La Congrégation pour le Clergé, qui a aussi reçu du Souverain Pontife, depuis le mois de janvier dernier, la responsabilité des Séminaires, prendra tout particulièrement soin de favoriser au maximum la primauté de la formation spirituelle et pastorale des candidats au sacerdoce, sachant que les temps l’exigent, que la sécularisation, qui progresse toujours plus, l’impose et que l’exigence elle-même de renouvellement ecclésial le suggère fortement. Un prêtre qui ne vivrait pas pleinement la primauté radicale de sa dimension spirituelle, comprise comme identification au Christ et service au saint Peuple de Dieu, ne pourrait voir de raisons suffisantes de persévérer dans la Vocation et risquerait de tomber dans cette "aridité du cœur" dont le pape François nous a parlé si efficacement dans l’homélie de la  Messe Chrismale : « L’onction, chers frères, », a-t-il dit, « n’est pas destinée à nous parfumer nous-mêmes, ni davantage à ce que nous la conservions dans un vase, parce que l’huile deviendrait rance… et le cœur amer. On reconnaît un bon prêtre à sa façon d’oindre son peuple ; c’est une preuve claire. Quand nos fidèles reçoivent une huile de joie, on s’en rend compte ».

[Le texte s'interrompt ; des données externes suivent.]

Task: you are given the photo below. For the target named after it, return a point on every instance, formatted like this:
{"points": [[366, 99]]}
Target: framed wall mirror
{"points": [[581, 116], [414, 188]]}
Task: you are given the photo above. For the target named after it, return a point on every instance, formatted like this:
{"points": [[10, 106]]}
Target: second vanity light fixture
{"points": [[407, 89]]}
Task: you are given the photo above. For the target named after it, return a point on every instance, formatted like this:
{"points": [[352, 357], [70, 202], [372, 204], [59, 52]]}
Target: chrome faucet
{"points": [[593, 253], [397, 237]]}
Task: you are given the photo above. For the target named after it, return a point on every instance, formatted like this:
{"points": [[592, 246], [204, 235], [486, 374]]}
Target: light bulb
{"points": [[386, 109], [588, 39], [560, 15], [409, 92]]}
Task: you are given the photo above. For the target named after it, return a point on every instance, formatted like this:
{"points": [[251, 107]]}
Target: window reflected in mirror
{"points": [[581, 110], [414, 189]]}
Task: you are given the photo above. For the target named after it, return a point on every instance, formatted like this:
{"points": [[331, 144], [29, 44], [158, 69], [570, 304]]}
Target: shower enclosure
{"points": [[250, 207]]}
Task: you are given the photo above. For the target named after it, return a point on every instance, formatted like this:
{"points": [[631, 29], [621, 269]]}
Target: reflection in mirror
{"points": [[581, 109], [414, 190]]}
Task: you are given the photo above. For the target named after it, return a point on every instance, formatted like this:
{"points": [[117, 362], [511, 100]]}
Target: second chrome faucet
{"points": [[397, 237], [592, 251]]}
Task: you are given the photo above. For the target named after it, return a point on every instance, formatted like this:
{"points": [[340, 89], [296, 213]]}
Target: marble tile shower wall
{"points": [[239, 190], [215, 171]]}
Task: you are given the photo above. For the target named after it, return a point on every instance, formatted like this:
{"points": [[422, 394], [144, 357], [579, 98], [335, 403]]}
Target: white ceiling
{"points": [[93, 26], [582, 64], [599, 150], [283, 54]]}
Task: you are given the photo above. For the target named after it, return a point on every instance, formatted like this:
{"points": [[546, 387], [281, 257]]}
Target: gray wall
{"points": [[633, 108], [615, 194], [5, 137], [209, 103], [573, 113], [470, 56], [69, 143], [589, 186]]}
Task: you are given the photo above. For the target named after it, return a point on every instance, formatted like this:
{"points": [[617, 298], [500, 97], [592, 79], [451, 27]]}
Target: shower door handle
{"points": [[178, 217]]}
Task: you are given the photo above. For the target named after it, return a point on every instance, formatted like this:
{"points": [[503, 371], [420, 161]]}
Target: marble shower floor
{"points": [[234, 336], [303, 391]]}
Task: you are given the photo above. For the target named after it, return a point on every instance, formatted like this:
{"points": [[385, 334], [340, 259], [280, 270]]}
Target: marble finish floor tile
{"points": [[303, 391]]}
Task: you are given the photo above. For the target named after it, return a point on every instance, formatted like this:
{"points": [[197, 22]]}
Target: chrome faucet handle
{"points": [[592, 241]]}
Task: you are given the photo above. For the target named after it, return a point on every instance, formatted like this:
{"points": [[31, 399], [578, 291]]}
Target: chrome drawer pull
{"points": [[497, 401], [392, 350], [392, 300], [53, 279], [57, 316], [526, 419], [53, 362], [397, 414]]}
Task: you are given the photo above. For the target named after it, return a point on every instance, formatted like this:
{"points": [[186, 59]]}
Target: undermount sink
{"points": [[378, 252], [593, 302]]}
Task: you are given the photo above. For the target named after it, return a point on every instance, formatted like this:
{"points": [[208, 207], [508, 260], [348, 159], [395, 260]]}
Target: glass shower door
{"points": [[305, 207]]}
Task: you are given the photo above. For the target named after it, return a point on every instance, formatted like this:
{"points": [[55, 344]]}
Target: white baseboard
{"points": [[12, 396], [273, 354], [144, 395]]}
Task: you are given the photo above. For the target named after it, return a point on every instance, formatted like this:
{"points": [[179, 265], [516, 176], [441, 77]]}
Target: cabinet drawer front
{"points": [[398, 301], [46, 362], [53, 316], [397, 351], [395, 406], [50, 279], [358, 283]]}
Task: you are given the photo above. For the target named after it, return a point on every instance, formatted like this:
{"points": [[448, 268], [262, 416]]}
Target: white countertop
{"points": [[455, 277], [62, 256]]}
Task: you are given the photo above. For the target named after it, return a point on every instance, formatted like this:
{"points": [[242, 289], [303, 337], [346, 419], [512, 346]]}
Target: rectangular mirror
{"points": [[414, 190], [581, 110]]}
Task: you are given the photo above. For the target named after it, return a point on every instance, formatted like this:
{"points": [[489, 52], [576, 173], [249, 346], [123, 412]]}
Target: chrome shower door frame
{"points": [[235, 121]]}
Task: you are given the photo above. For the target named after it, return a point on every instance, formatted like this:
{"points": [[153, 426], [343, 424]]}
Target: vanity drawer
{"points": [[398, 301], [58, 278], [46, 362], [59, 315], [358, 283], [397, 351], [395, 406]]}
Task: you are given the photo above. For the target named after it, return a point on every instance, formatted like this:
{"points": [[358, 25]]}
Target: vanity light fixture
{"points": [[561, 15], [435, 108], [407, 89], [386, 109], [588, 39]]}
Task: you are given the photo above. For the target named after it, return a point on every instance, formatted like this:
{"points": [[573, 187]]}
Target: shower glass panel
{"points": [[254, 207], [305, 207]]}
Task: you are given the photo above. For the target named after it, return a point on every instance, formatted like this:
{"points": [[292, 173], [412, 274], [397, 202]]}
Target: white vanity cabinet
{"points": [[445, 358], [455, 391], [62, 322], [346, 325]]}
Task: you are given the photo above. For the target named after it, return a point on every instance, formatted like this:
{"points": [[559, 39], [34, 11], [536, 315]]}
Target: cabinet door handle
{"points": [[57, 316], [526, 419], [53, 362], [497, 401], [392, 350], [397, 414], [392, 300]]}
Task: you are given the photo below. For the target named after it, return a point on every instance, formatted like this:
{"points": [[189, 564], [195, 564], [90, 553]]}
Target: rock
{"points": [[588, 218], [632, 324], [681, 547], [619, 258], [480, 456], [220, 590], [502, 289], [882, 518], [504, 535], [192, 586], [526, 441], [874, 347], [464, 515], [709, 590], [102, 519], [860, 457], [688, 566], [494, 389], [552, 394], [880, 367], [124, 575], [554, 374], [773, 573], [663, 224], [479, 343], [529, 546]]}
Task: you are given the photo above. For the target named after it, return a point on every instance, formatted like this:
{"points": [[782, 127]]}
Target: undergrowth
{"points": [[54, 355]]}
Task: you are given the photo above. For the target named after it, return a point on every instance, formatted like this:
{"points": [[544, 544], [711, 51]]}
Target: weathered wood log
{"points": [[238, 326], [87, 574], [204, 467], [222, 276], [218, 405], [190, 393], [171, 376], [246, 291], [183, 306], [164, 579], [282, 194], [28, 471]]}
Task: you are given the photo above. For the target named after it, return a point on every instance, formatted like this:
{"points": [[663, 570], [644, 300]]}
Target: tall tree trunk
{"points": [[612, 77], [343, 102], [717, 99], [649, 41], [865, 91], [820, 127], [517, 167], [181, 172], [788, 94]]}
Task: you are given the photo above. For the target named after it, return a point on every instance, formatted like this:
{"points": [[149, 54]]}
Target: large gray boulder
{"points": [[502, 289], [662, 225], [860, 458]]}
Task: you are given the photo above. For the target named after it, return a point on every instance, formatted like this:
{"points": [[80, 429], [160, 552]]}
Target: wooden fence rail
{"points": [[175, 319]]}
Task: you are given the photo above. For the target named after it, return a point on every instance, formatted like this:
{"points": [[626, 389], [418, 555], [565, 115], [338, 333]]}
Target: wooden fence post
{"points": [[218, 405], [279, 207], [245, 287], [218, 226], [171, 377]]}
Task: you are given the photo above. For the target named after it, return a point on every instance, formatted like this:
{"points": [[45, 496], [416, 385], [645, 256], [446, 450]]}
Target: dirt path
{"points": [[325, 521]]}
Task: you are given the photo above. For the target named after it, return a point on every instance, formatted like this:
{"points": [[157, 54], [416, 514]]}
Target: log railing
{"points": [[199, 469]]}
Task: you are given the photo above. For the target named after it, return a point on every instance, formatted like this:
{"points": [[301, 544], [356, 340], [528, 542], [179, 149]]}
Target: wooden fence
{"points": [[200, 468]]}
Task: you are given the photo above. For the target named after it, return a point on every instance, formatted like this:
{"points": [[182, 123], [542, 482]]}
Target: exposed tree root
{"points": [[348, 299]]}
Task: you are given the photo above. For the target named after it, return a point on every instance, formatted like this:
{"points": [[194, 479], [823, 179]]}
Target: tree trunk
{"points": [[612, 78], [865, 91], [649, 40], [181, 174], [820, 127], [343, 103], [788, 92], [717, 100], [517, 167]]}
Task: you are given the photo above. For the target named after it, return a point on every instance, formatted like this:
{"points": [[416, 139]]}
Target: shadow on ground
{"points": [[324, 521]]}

Très chers séminaristes et novices, mais aussi très chers confrères prêtres, Évêques et Cardinaux, que notre cœur ne tombe pas dans l’amertume et qu’il soit toujours un cœur qui "brûle au-dedans de nous" comme pour les disciples d’Emmaüs ; et il brûle non par notre œuvre mais par la force de la rencontre avec le Christ, par la puissance de l’Esprit et par la garde pérenne de la Bienheureuse Vierge Marie, Reine des prêtres et Protectrice de toute vocation à la Vierge pour le Royaume des Cieux. Que la Vierge, qui est particulièrement vénérée par la foi authentique et profonde de toute la nation polonaise, vous garde, vous protège et vous accompagne dans votre chemin.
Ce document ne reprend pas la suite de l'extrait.